The Swan household's favorite raspberry preserve is Whole Foods' 365 Raspberry Fruit Spread- It took 5 jars to fill the cakes. The combination of the all-natural, not-too-sweet raspberry spread and seeds with the light lemon cake was incredible!

I started baking off the layers on Monday afternoon- immediately freezing them to preserve their freshness until Friday and Saturday when I would build and decorate the cakes. Friday morning I picked up 9 lbs. of Publix buttercream icing (I don't have the capacity to make 9 lbs of icing, YET). I used Wilton's violet icing dye- so concentrated, so great!
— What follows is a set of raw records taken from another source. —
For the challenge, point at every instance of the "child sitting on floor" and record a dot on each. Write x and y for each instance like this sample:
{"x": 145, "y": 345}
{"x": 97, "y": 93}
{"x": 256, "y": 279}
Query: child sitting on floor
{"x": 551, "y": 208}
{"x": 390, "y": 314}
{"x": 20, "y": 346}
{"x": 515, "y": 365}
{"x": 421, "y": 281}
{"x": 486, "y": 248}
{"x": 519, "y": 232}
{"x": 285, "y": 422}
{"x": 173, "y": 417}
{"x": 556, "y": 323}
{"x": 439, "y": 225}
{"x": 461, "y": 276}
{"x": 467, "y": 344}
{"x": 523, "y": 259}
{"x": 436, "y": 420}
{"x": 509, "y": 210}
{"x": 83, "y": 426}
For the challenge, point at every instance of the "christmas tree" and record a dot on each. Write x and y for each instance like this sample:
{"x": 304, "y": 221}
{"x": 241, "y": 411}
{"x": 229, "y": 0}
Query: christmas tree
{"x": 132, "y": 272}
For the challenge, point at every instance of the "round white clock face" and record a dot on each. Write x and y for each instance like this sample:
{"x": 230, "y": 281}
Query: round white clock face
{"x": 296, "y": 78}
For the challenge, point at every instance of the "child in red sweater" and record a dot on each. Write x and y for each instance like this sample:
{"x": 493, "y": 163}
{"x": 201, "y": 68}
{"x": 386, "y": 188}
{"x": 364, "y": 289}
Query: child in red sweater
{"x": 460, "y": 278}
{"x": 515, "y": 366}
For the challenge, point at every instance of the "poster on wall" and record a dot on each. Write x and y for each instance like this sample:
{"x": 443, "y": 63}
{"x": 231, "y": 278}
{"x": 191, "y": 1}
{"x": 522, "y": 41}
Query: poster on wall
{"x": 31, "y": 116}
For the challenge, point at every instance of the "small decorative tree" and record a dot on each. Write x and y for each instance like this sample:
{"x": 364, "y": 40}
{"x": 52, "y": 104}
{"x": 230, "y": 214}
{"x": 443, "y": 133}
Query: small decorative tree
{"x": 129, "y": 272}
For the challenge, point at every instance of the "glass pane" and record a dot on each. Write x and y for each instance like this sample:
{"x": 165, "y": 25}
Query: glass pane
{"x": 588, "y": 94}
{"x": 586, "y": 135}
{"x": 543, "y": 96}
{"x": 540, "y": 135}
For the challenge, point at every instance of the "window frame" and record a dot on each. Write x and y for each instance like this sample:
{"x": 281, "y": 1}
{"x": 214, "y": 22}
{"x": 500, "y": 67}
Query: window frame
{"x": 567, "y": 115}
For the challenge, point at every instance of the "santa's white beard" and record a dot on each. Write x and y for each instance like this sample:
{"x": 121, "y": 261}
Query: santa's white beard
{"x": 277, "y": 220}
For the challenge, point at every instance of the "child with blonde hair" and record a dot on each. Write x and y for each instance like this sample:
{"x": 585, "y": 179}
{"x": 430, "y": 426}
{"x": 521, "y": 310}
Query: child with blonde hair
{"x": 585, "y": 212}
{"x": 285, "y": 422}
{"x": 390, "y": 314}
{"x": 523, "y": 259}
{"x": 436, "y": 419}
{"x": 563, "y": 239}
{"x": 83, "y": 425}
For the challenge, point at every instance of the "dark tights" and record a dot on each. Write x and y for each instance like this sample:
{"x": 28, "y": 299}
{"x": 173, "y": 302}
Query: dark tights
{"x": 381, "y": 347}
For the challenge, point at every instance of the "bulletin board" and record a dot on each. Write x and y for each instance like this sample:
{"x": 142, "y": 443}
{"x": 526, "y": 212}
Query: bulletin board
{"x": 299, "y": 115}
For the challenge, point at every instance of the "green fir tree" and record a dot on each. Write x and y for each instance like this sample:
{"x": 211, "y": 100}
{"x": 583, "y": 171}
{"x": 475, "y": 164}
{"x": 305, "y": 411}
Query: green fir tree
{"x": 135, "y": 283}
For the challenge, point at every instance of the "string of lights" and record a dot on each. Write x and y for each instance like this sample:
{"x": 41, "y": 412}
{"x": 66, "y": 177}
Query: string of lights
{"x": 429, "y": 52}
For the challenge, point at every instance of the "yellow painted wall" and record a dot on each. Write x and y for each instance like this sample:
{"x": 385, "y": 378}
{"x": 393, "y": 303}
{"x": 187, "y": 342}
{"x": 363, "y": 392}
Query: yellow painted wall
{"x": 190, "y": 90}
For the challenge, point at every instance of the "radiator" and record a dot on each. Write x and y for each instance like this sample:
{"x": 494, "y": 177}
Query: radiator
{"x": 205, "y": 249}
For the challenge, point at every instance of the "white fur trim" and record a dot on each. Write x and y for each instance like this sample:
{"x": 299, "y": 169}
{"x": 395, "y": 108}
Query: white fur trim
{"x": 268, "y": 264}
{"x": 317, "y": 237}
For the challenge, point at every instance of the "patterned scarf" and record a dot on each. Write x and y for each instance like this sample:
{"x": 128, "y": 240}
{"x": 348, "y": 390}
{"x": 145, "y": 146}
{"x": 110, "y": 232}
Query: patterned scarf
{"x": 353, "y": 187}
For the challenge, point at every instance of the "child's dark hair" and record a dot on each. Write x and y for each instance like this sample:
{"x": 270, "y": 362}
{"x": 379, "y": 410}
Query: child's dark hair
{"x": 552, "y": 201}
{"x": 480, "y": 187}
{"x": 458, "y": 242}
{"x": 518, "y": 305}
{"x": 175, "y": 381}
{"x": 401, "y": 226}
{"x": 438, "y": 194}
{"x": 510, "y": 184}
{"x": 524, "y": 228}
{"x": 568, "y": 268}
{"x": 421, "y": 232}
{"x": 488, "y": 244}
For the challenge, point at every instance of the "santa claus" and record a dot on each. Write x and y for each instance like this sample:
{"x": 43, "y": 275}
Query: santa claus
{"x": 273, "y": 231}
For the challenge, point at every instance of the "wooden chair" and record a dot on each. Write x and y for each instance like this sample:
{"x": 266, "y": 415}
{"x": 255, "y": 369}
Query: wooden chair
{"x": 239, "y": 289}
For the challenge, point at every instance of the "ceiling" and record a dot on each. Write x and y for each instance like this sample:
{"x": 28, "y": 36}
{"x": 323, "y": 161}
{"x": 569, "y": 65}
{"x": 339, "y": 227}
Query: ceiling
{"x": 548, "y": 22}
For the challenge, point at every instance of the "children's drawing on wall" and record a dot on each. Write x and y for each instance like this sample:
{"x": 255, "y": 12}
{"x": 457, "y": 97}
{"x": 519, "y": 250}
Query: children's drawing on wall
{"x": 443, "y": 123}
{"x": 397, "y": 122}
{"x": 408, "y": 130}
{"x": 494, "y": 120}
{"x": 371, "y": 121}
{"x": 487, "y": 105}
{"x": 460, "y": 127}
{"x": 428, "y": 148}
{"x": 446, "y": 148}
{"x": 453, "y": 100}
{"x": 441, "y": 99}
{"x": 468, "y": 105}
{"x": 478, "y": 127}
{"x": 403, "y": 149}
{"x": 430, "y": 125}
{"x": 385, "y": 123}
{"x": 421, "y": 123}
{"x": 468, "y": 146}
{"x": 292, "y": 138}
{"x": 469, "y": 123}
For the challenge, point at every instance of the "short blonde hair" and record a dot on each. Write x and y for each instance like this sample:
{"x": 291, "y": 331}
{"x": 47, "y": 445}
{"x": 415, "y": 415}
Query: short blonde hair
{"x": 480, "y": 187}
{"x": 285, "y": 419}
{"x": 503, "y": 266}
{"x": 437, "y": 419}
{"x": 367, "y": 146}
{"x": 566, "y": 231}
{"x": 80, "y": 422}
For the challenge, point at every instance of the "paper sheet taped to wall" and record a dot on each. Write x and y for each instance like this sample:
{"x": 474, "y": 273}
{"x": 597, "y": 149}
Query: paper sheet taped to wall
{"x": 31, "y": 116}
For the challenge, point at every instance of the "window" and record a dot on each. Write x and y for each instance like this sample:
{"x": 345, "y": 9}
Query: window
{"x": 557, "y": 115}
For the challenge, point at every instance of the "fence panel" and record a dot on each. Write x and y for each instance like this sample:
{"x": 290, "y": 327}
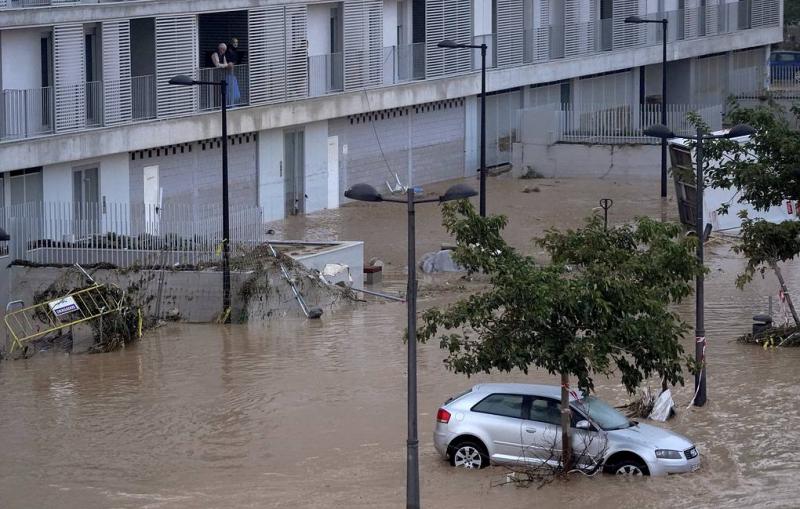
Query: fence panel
{"x": 126, "y": 234}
I began building by chiseling out a little pit in the inside of each layer- to keep the raspberry filling from seeping out, and piped a smal bit of icing around the outer interior of each layer before stacking.



All 3 tiers were built and trimmed by Friday night- I began icing each tier individually (well, first I iced to seal in crumbs. Thinly ice each tier, refrigerate to harden or crust, then continue icing for aesthetics) which took a painful amount of time, way longer than I expected. My tendency when icing is to keep scraping until virtually no icing is left- I kept having to go back over with tons of icing to keep a thick layer to prevent cake from showing through, or too thin icing, etc.

Saturday morning I finished icing each tier to satisfaction.

For the fondant I used Wilton's Ready-to-Use Fondant, the $20.00 bag- and used Brown and Golden Yellow dyes to work in the color. Rolled it out and cut the designs out. The design on Zilly's cake was drawn to scale by my incredible friend Katie, then re-drawn into a simpler design more appropriate for our downsized cake, and we cut each part of the design out of the fondant. The fondant lays so nicely on the buttercream icing.

We delivered the cake in 3 tiers, and stacked when we got there



At the wedding site, we finished up with a Plum (lots and lots and LOTS of Violet icing dye) "ribbon" around the bottom of each tier- because of my uneven dowel rods (so careless on my part. I hated myself) we ended up using TWO plum ribbons to hide the uneven stacking.

We finished up with the fresh irises.

In a subsequent blog I will list my tools and ingredients and credit the great stores and shops from which I found what I needed.